Perigo refere-se à existência de algo concreto que pode causar dano. Risco refere-se à possibilidade de existência desse perigo. Alguém pode estar em casa e optar por não sair por haver um tiroteio na rua e recear ser alvejado. Alternativamente, a decisão de ficar em casa pode residir na presença de muitas pessoas na rua e da consequente possibilidade de alguma delas ser portadora de uma arma de fogo. No primeiro exemplo foi o medo de uma situação concreta que levou a um comportamento concreto, no segundo exemplo foi um medo abstrato. Mas a diferença não se esgota neste aspecto. Ao evitar sair à rua com base numa análise abstrata é a interação com os outros que é recusada, porque os outros são efetivamente percebidos através deste prisma. Desta forma uma análise abstrata tem consequências bastante concretas.
A distinção entre estes dois termos existia claramente na legislação portuguesa até março de 2020. De acordo com a Lei de bases da saúde pública, publicada em 2019 (Base 34, al. 2), avaliações de risco podem informar decisões no âmbito de políticas públicas, enquanto é apenas com a existência de perigo para a saúde pública que se pode proceder a internamentos compulsivos. O mesmo era dito na Lei de Saúde Mental, tal como em direito penal. O que está aqui em causa é que apenas após uma avaliação concreta que determina que alguém constitui um perigo efectivo para a saúde pública se pode limitar os seus direitos, liberdades e garantias.

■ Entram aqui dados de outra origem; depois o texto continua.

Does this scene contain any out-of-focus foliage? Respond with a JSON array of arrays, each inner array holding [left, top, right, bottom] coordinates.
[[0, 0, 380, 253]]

Legalmente o risco é um conceito profundamente diferente que tem particular relevo para o direito dos seguros. Ao fazer um contrato com uma seguradora, uma pessoa acorda que em caso de se concretizar um risco abstrato a seguradora assume a responsabilidade pelas consequências desse fato. O seguro de carro é o exemplo mais claro para todos nós. Não pagamos o seguro como consequência de qualquer acidente concreto, mas apenas para fazermos face ao perigo de esse acidente vir a acontecer. Mas o seguro apenas se responsabiliza pelas consequências financeiras e nunca pelas consequências penais de um acidente.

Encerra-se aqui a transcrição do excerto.